Art museum in Tuscumbia, Alabama, U.S.

The Tennessee Valley Museum of Art, formerly known as the Tennessee Valley Art Center, is an art museum located at 511 N Water St in Tuscumbia, Alabama. It is also the headquarters of the Tennessee Valley Art Association.

==History==
Coordinated planning to establish the Tennessee Valley Museum of Art (TVMA) began in 1963 when the Art Clubs of Tri-Cities began spearheading meetings with other partners to formally discuss the matter. The Tennessee Valley Art Association (TVAA) was organized in 1963 to pursue this goal under the leadership of Dr. L. E. Fraser. While meeting of the TVAA began in 1963, it was not formally incorporated until 1964. In 1970, under the leadership of Mrs. J. A. Knight, the TVAA signed an agreement with Tuscumbia's mayor, William Gardiner, to build an art mussuem on the North Common in Tuscumbia with a 99-year lease and perpetual renewal rights. A campaign to raise funds to build the museum was launched at the same time.
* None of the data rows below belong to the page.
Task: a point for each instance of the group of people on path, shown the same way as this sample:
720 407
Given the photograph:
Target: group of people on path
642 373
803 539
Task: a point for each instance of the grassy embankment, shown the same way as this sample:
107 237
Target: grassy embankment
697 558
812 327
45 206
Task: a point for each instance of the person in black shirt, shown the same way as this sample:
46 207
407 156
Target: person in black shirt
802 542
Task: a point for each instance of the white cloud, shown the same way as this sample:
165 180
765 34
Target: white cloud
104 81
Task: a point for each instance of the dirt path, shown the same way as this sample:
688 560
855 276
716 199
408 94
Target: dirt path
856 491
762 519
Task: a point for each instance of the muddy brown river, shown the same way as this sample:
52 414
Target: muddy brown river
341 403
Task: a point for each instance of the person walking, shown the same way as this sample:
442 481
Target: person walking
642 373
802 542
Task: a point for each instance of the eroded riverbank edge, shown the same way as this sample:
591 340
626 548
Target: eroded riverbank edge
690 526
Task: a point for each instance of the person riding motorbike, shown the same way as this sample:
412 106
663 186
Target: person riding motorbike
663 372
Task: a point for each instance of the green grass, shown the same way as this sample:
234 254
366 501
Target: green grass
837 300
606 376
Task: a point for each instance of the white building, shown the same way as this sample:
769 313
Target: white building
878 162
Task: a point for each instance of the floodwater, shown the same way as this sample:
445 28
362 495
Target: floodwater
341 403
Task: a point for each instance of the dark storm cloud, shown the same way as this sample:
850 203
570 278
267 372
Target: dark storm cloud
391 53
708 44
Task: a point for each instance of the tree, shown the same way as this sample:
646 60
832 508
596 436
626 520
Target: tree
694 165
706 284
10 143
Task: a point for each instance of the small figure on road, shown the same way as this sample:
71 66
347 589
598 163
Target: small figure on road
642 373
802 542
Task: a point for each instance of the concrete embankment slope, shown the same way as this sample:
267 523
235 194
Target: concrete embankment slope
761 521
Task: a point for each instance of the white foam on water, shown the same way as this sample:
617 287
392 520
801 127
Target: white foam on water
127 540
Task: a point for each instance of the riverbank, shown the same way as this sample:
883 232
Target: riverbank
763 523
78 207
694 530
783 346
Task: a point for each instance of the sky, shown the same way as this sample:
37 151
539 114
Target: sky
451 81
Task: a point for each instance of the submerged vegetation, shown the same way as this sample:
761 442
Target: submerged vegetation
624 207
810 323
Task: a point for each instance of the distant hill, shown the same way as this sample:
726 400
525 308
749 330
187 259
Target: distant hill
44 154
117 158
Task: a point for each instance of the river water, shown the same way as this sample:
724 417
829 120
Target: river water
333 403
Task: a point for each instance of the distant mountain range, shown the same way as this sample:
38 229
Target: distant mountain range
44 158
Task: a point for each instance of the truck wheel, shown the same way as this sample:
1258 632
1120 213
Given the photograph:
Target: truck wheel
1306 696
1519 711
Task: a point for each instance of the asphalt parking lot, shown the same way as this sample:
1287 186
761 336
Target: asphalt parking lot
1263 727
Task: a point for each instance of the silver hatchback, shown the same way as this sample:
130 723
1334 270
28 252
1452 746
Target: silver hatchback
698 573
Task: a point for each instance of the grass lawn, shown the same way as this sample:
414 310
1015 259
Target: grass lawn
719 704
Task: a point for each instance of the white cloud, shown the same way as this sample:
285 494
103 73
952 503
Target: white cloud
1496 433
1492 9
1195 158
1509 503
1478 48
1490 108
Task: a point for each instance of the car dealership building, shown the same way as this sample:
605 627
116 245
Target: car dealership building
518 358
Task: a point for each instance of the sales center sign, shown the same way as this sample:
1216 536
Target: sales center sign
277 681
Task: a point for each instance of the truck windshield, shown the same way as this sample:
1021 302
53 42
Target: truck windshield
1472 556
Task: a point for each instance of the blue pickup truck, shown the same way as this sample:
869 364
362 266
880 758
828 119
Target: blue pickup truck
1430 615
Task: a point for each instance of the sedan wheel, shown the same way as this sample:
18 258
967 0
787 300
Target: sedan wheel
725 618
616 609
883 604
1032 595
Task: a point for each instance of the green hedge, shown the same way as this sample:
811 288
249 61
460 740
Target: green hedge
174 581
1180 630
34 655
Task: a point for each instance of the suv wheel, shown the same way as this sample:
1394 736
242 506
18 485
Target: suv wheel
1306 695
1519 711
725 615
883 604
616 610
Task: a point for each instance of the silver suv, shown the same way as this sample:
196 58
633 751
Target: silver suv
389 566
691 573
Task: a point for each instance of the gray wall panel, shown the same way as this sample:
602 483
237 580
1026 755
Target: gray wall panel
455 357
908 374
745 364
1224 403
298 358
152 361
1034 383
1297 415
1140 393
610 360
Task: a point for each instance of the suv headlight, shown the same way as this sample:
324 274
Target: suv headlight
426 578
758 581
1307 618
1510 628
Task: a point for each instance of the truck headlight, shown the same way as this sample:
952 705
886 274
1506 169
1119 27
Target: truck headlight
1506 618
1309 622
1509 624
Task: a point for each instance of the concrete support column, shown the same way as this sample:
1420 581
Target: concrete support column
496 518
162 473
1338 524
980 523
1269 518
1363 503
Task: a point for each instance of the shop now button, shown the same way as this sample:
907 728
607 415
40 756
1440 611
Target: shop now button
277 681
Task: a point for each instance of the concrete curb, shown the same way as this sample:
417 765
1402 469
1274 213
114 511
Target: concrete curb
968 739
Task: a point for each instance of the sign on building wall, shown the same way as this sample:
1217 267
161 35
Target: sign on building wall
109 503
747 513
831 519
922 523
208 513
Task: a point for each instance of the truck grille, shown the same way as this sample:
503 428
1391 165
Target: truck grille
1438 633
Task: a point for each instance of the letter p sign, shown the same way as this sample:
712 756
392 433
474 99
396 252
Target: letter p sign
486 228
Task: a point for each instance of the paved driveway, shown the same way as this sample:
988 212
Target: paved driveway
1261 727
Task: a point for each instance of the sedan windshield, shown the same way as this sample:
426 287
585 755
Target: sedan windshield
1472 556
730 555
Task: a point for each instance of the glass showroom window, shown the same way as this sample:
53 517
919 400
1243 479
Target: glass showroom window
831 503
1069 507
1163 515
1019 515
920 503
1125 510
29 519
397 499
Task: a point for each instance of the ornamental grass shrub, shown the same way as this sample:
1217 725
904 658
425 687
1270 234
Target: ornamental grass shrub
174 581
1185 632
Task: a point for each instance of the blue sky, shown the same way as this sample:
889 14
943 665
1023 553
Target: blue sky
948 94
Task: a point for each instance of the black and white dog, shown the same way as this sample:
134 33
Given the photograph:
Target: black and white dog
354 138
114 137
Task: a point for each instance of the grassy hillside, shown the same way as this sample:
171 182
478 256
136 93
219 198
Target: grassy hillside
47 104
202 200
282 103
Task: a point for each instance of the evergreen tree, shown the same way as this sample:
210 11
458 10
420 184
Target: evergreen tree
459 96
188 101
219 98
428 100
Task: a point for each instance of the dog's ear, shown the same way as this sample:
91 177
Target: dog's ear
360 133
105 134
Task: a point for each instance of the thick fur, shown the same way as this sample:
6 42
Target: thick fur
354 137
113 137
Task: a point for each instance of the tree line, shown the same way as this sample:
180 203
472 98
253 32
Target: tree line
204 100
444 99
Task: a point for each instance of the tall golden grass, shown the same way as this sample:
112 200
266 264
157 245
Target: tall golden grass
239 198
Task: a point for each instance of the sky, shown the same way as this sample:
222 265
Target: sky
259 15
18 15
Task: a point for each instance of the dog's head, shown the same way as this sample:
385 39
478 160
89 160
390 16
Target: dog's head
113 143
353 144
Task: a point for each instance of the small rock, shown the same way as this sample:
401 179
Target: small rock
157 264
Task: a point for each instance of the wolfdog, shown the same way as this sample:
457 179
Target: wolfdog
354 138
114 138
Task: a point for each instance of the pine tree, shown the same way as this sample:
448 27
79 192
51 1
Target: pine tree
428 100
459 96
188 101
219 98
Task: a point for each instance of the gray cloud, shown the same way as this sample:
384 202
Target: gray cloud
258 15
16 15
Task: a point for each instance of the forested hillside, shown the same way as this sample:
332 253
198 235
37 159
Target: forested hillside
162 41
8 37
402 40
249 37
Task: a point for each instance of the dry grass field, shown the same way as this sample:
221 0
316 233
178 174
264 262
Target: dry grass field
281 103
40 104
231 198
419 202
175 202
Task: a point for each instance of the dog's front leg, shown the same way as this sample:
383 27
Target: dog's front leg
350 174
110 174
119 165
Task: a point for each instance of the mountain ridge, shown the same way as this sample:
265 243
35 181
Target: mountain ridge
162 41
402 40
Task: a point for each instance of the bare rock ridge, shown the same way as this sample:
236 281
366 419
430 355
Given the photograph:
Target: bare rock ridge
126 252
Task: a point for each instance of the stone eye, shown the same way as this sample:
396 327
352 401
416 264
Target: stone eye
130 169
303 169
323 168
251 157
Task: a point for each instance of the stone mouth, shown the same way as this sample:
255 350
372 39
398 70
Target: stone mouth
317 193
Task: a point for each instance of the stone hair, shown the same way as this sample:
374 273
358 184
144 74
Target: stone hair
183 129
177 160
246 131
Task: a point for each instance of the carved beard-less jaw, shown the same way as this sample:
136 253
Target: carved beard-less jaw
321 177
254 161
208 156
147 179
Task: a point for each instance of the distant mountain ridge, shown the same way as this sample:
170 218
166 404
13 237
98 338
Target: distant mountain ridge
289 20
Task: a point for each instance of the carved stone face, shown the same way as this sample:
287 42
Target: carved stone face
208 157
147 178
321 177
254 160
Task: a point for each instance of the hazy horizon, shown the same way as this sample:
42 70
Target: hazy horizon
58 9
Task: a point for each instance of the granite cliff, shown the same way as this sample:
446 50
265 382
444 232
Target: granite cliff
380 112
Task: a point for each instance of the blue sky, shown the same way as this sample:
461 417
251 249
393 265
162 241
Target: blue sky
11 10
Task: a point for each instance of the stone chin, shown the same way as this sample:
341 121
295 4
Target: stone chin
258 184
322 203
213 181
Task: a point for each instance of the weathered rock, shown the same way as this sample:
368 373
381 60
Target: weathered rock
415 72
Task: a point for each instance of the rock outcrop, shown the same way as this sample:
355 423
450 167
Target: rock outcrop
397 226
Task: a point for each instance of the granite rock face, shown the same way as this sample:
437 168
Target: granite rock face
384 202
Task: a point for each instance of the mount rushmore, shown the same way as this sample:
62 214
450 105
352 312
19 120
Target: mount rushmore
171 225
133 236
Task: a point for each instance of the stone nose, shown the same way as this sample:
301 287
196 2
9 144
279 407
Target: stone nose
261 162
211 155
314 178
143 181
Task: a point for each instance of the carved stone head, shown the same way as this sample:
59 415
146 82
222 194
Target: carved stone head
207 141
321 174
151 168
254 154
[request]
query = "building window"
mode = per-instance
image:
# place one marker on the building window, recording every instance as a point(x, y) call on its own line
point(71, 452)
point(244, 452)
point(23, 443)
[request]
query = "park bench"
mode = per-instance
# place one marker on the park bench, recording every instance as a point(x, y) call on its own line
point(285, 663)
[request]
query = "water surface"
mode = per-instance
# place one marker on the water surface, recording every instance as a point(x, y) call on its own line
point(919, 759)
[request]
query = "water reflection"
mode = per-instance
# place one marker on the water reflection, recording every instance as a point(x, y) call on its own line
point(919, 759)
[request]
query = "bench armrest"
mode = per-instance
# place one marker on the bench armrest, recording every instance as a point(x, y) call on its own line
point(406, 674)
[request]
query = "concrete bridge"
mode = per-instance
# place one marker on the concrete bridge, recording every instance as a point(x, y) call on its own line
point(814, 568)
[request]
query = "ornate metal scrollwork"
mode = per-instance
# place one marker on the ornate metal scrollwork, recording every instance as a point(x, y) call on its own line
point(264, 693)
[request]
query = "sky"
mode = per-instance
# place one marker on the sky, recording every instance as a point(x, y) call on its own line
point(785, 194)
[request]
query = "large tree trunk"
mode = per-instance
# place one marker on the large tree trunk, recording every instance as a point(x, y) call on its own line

Architect Howard A. Griffith Jr. designed the museum, and the ground breaking for construction of the TVMA began on July 6, 1972. Local artist Ethel Davis is credited as providing an instrumental leadership role in establishing the TVMA. She died on November 1, 1968, before the museum was completed in 1973. An opening ceremony was held in March 1973 with the museum opening as the Tennessee Valley Art Center. It was later renamed the Tennessee Valley Museum of Art in 2009. Artist Dupree Fuller painted a portrait of Davis which was unveiled at the TVMA in 1974. In 2019 the TVMA had a special exhibition dedicated to Davis and her artwork.

The museum's permanent collection includes the Martin Petroglyph which was carved by Native Americans between 600 and 1,000 years ago. It was donated to the museum in 1990.